Monday, January 10, 2011


Tae getting in the "Fast" position

I have been fortunate in my life to have skied a great many places and with a great many folks.  My former boss, John Schweizer told me once that after 50 years of skiing he can only remember a few distinct ski days, that they all sort of started rolling together.  I did not agree with him then but now, many years later I have to admit that after so many great trips, tours, powder days and resort days, they do start to blend into one another.  However that said, I do remember a few key days (not all here obviously).  Here are few images to support those memories but if I could add a few I dont have pictures of...

First is skiing in Garmisch, Germany with Josh Mac and watching him throw one of biggest hucks that I have ever witnessed off a wind lip just to shame the shit out of "Rudi" the German ski instructor we happened (not by choice) to be skiing with.

Second is skiing with John Zeigle and Doug Coombs in Lagrave, France.  We skied Doug's famous Couloir to Bar line. 7,000 vertical feet and at the bottom I watched in amazement as Doug pounded on some boarded up, building deep in the embrace of a huge snow drift.  After a few knocks an old woman opened up the door and gestured us in for the best Rabbit Stew and beers I have ever tasted.

Third is skiing in Fernie, BC with the indestructible Tyler Merrit and watching as he jumped into a huge, scary chute without attaching his left tele cable to his boot....

Just another day in Norway
I remember, skiing with my wife Margaret in Norway, this day was just off a road between two destinations.  We had just pulled over, parked the car, strapped the skins on and went for a tour, it was just jaw dropping.  The snow pack was perfect, fast deep and because of that the Aspen trees were almost too picturesque.
The pirates negotiate their share of the booty
I remember skiing with the "BD Ski Team" (an informal and wholly incorrect name but those on it know why it is called what it is).  This time was at WhiteCap alpine with Rich Marshall.   Chris Clark was having a birthday and to celebrate it we hired a helicopter and had ourselves dropped off miles and thousands of vertical feet distant and toured our way home.  We skied our hearts out and Chris had one hell of birthday.
Me-happy winner of paper scissors rock....

Craig Hatton AKA the Reverend about to marry Kass and Elmo
 I remember skiing the day Mike Elmgren and Kass Harstad were married.  Of course I also remember the day of skiing that "Elmo"was buried but I try and put that one behind me as much as possible.

To add to all those great memories on skis, I can now add the first time I skied with my 2.5 half year old son Tae at Spirit Mountain, Duluth MN!  It ranks up there with easily all of the things I mentioned above and I can honestly say, this day will go with me to my death.

I hugged Tae and I asked him if he wanted to turn or go fast.  He looked up at me with his big assed helmet on his head and a very, very serious face and said, "go fast dad" and my heart just about burst...........

Monday, January 03, 2011

Cocktails with Christian: A fundraiser for CAMBr with Christian Vande Velde

Christian Vande Velde and his daughter

Country Mouse-City Mouse


SRAM walls of fame
I am inspired every time I head to Chicago but this time was especially awesome.

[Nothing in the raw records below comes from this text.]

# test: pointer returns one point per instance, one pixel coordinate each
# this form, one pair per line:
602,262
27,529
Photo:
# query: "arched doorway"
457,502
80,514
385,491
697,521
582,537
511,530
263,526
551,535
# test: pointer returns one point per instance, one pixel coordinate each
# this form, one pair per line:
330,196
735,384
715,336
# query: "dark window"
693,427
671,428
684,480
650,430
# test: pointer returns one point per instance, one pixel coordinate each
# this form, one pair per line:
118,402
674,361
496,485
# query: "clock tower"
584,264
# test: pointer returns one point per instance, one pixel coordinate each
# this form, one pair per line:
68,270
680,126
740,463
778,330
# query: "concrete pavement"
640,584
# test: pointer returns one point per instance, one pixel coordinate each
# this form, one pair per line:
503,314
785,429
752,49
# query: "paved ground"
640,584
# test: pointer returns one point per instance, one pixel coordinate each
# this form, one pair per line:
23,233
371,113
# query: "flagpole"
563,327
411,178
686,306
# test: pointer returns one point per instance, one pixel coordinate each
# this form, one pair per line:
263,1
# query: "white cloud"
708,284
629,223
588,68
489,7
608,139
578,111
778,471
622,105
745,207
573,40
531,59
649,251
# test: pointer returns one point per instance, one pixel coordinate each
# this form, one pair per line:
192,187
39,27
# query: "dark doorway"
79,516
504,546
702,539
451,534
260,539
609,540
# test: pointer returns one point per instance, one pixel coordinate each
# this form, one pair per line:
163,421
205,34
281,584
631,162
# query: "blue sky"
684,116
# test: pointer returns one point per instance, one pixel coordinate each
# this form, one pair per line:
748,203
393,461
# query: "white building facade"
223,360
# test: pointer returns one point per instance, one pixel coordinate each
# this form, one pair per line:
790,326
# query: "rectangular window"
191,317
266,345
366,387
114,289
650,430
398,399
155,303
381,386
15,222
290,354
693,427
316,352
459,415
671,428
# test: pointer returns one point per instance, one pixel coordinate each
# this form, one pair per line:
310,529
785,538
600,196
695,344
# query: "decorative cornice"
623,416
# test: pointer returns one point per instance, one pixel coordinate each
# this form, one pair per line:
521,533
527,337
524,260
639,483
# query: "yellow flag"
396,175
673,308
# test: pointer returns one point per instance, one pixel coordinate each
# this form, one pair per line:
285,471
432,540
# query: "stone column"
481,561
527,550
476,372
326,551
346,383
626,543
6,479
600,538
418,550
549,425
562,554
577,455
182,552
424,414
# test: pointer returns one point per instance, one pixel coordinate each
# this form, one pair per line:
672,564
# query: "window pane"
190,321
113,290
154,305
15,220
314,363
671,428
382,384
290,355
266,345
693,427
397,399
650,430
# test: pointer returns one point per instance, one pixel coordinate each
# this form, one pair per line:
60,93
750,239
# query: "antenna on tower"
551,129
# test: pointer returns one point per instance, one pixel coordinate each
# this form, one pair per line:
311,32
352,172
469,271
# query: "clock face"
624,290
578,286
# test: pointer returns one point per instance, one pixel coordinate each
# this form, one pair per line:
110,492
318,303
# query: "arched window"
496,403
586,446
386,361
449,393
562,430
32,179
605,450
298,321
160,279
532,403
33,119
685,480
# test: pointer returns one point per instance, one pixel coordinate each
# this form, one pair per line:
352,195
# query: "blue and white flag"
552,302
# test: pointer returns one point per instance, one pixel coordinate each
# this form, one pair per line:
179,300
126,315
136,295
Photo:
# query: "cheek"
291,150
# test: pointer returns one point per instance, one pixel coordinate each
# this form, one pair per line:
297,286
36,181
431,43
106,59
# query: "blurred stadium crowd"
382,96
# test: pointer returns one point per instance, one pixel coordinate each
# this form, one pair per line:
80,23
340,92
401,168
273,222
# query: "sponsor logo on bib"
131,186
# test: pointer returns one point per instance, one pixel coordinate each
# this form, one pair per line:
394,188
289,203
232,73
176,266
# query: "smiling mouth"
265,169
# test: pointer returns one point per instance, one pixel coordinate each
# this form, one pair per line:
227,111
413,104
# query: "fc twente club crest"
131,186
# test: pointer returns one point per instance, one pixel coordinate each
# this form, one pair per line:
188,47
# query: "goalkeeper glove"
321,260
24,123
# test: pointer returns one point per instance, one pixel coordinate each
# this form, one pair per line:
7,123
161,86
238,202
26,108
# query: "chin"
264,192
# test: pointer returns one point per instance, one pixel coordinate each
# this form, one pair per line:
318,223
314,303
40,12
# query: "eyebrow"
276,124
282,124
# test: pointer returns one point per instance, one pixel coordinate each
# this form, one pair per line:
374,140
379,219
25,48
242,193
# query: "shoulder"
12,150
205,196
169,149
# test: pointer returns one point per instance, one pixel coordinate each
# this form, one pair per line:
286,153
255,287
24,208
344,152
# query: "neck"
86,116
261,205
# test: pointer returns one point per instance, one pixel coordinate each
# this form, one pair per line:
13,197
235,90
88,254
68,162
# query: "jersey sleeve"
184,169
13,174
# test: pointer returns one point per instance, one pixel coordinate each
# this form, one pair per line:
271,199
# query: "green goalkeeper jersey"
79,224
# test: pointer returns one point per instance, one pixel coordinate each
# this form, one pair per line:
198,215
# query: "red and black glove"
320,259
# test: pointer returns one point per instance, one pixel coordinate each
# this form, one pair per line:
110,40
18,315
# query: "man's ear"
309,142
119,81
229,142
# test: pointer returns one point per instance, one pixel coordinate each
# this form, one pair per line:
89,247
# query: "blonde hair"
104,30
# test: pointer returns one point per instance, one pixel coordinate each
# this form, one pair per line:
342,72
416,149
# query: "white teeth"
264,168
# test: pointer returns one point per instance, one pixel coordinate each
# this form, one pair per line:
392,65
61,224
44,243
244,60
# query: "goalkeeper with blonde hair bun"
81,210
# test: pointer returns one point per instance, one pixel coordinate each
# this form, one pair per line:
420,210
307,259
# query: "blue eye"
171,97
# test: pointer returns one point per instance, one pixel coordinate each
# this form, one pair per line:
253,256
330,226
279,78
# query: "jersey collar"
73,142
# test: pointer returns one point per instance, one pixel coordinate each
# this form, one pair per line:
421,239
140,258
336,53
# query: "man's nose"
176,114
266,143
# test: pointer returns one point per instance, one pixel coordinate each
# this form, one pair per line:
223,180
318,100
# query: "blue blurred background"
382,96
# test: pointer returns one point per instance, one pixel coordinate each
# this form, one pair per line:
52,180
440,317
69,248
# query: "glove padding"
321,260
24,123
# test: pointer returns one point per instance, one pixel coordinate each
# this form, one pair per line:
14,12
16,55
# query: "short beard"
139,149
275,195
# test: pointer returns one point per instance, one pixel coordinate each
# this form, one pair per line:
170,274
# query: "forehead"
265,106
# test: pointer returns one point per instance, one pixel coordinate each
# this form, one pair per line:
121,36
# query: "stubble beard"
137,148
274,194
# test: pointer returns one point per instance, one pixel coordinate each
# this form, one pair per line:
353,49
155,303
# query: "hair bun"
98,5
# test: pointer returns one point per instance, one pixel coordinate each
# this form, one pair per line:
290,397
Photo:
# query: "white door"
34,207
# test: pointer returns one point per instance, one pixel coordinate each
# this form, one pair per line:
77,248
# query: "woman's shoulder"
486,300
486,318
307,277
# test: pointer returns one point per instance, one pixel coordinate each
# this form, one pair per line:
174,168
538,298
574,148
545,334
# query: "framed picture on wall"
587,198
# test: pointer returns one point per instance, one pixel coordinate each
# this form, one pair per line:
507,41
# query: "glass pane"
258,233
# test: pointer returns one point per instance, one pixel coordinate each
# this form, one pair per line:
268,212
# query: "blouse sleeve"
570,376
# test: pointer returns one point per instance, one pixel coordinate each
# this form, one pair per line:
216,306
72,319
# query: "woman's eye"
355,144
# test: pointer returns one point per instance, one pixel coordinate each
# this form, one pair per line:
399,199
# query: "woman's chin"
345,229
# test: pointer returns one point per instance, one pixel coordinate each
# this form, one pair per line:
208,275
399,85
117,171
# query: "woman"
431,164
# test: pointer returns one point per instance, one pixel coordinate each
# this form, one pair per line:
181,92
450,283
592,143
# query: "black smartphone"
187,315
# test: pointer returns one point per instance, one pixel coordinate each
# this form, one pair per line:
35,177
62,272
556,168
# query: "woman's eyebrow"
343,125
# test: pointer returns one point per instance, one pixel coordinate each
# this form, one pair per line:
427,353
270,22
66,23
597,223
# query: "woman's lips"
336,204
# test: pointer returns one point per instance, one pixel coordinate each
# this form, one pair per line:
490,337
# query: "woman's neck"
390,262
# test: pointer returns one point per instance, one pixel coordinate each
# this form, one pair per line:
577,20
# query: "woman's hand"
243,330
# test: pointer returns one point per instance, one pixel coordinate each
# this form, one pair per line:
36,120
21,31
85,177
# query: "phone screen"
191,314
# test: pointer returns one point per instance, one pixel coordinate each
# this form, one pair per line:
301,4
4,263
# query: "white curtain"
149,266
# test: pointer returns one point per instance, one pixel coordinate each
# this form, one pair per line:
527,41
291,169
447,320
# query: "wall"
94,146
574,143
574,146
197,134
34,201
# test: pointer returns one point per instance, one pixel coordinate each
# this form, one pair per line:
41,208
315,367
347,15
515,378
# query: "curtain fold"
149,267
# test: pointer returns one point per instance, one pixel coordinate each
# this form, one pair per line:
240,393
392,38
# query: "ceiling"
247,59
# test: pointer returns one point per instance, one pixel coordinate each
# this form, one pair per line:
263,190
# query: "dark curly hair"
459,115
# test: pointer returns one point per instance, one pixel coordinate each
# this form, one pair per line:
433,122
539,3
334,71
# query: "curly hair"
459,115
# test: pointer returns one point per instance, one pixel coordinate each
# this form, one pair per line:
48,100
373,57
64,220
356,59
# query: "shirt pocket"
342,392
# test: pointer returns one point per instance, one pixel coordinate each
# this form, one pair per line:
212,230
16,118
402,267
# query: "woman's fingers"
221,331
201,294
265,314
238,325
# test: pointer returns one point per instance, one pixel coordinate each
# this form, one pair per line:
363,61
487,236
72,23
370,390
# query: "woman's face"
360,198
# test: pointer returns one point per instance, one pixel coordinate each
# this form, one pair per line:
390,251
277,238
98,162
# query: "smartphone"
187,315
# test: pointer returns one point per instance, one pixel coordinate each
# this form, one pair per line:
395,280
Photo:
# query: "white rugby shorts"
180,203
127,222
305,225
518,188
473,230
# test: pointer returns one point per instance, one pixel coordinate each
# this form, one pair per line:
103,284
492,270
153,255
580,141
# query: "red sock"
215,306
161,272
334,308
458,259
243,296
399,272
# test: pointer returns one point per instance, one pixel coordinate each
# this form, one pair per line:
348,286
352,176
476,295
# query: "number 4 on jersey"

Pro Cyclist (Garmin Connect)  Christian Vande Velde was gracious enough to throw a fundraiser for the Chicago Area Mountain Bike riders and it was a huge success.  It is a rare thing to have an athlete of his stature take the time to really give back to his local community and to his sport, so this was a really, really cool event.

Joining Christian were Robbie Ventura (US Postal), Jason McCartney (Radio Shack, Discovery) and John Vande Velde (Christians father and Cycling Hall of famer himself).

As usual I stumbled around with my jaw dropping and my eyes wide as I toured the city.  Man, what a crazy place.  I was also really stoked to swing by and see my friends at SRAM.  SRAM is another huge inspiration, they were a big sponsor of Christians event and are also huge supporters of IMBA, not only financially, but there is solid support from literally every employee I have met there as well.  Thanks again SRAM, I work that much harder after every time I stop by!